Attention-based models for time series classification

Publié le
Equipe
Date de début de thèse (si connue)
dès que possible
Lieu
IRISA
Unité de recherche
IRISA - UMR 6074
Description du sujet de la thèse

More and more data is monitored 24h a day in many different domains including business, medicine, ecology, etc., leading to an incredible amount of temporal data available. Numerous research works on the domain temporal data analysis and learning have been proposed these last years.

Amongst these works, time series classification (TSC) has received a lot of attention. Many different techniques for TSC have recently emerged. A detailed review of the main TSC techniques can be found in [1].
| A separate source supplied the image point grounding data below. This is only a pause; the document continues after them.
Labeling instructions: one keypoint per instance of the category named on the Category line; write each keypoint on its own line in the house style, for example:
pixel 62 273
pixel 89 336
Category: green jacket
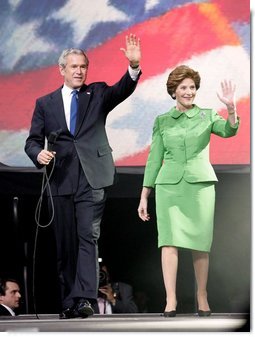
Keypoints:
pixel 180 146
Inspired by the success of convolutional neural networks for image and video analysis, some accurate models for TSC have been designed using neural networks, as detailed in the review [2].

In [3], it is shown that the importance of localization information is really dependent on the dataset. It seems hence essential to design models capable of learning when and how to use localization information for TSC.

Most of state-of-the-art models are not specifically designed to focus on the importance of the localization information, as they either do not take it specifically into account, or just partially (only absolute localization of patterns and not differential one, or the other way around), or they don’t have the ability to learn which kind of localization information is important for every particular dataset.

The Attention mechanism [4] aims at giving a model the ability to put the focus on certain parts of the data to quantify and learn the temporal dependance between the input and output of the model.

Attention-based models led to great improvement in domains such as natural language processing, audio and video analysis in which the temporal information is at stake.

Transformer models (that include the attention mechanism) are state of the art models for many tasks using such kind of data.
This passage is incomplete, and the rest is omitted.